# Look ma no cast net



## tojo (Dec 12, 2006)

Well, Phishphood and I hit the water at zero dark thirty. I wasn't quite convinced that the jinx was over :. We made a run south in the dark towards a spot that he had scouted out.

I drew first blood with two back to back upper slot reds. Jason came back with two back to back reds of his own. 










I poled us around a point and Jason spotted a cruising red and made a great cast at a distance of about 12 ft. I laughed as the red swam past it. Jason had the last laugh as the red turned around and swallowed the hook.










Jason jumped up on the platform to give me a shot at some laid up singles. It was my turn to make a short distance pitch at a cruising red which was also willing to eat.

We finished the day north of Orange Island where I managed the last red of the day a healthy 26". 

Hit JB's for drinks and lunch...Good day! Sorry about the crappy pics my camera sucks. Maybe Jasons will be better. Total for the day was seven reds by my count [smiley=1-thumbsup1.gif]

Tony


----------



## St._Sophie_Girl (Dec 13, 2006)

Way to go guys!!! And no mullet???  hmm... There must be a trick to this "fishing" thing...


----------



## phishphood (Dec 15, 2006)

The first 2 are of Tony's twins. Both within 10 minutes of us getting to the spot.
















I get in the act with this guy. Not as big as Tony's, but what can you do?








Followed by this guy. 








And then this guy.








Not to be outdone, Tony nets a rat and then this golden beauty to end the morning. 








Best trip for me in Florida so far. Thanks Tony.


----------



## tojo (Dec 12, 2006)

> Way to go guys!!!  And no mullet???    hmm...  There must be a trick to this "fishing" thing...

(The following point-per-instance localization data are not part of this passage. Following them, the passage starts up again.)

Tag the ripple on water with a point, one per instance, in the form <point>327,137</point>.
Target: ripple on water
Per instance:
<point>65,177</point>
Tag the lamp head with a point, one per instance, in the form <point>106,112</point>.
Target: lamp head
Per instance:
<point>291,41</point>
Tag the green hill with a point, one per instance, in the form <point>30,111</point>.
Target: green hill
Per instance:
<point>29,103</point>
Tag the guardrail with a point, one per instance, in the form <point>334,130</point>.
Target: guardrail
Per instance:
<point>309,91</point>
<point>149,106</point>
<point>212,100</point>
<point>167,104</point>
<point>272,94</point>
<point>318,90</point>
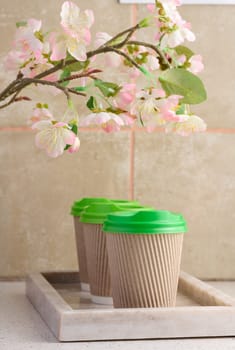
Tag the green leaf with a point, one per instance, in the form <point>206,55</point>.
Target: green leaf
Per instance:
<point>107,89</point>
<point>80,88</point>
<point>180,110</point>
<point>76,67</point>
<point>75,129</point>
<point>21,24</point>
<point>183,50</point>
<point>65,74</point>
<point>92,103</point>
<point>178,81</point>
<point>145,22</point>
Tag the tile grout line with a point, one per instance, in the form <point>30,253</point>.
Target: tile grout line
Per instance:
<point>222,131</point>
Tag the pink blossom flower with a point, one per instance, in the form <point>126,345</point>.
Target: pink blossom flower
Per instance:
<point>196,65</point>
<point>54,137</point>
<point>126,95</point>
<point>177,37</point>
<point>27,47</point>
<point>41,113</point>
<point>109,122</point>
<point>189,124</point>
<point>26,40</point>
<point>112,59</point>
<point>155,109</point>
<point>76,34</point>
<point>14,60</point>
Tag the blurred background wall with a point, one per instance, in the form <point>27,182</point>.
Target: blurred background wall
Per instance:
<point>195,175</point>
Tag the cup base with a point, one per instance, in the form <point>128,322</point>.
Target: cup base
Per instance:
<point>85,287</point>
<point>96,299</point>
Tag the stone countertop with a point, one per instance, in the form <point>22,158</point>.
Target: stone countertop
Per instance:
<point>22,328</point>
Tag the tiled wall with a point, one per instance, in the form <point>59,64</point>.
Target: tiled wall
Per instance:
<point>195,176</point>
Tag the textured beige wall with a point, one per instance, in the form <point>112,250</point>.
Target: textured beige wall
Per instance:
<point>195,175</point>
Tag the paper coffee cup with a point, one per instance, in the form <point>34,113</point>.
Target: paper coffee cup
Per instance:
<point>97,263</point>
<point>76,210</point>
<point>95,242</point>
<point>144,252</point>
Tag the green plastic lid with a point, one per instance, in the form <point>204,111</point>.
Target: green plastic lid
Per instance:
<point>124,202</point>
<point>78,206</point>
<point>145,222</point>
<point>96,213</point>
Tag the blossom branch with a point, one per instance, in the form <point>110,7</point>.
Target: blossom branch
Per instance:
<point>153,47</point>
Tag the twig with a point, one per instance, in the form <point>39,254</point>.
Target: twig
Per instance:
<point>153,47</point>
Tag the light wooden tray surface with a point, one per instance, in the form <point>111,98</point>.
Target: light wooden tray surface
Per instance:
<point>201,311</point>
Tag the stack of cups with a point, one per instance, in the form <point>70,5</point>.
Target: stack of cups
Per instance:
<point>144,252</point>
<point>92,219</point>
<point>76,211</point>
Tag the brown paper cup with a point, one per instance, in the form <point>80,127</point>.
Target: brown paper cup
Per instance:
<point>81,254</point>
<point>97,263</point>
<point>144,269</point>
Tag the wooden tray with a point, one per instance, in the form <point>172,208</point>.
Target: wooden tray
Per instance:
<point>201,311</point>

Nobody said that no mullet were harmed today [smiley=doh1.gif] Don't worry I wont let you down Madame President 
What happened to the action shots Jason???


----------



## phishphood (Dec 15, 2006)

> > Way to go guys!!!  And no mullet???    hmm...  There must be a trick to this "fishing" thing...
> 
> 
> Nobody said that no mullet were harmed today [smiley=doh1.gif] Don't worry I wont let you down Madame President
> What happened to the action shots Jason???


We're on that don't ask, don't tell policy.
Here's the action shots.
Tony is actually hooked up............................................................with some nice pants.








Here's me needing that ab roller desperately. Does my a$$ make those short look big?








Tony wrestling the big dog.


----------



## Ron_W. (Dec 14, 2006)

Great trip guys [smiley=1-thumbsup3.gif] Hungry fish [smiley=1-thumbsup3.gif] [smiley=1-thumbsup3.gif]


----------



## beavis (Dec 11, 2006)

NIce feeeeshes


----------



## litlblusrn4bigred (Jan 8, 2007)

> NIce feeeeshes



times 2 [smiley=1-beer.gif] [smiley=1-thumbsup1.gif]

very nice job!


----------



## MATT (Apr 30, 2007)

Fun in the morning sun....


----------



## Guest (Jul 13, 2007)

WTG


----------



## JoeWelbourn (Dec 11, 2006)

Nice! So I do not see were you listed what your were using for bait and WHERE you were fishing....HZINT!! : :

Joe


----------



## phishphood (Dec 15, 2006)

Thx guys. Heading back after them in the morning to try and get my wife a red and then Sun. morning with my bro-in-law for his first saltwater trip. Hope I get to post a picture of something other than a skunk. Tight lines guys.

Joe, we were fishing around the east channel of the Goon just south of Eldora and then one of Tony's secret spots up past Orange Island. Don't ask me how we got there. The bait of choice is a prototype bait that Tony has been developing for quite some time. It might get revealed at the next YMCA meeting. Local chapters coming soon all over Florida.


----------



## tom_in_orl (Dec 9, 2006)

Now that is funny

*YMCA*


----------



## phishphood (Dec 15, 2006)

Tom, what's the ETA on your boat? I need to ride in one.


----------



## tom_in_orl (Dec 9, 2006)

Probably 6 weeks. Its a complete guess though.


----------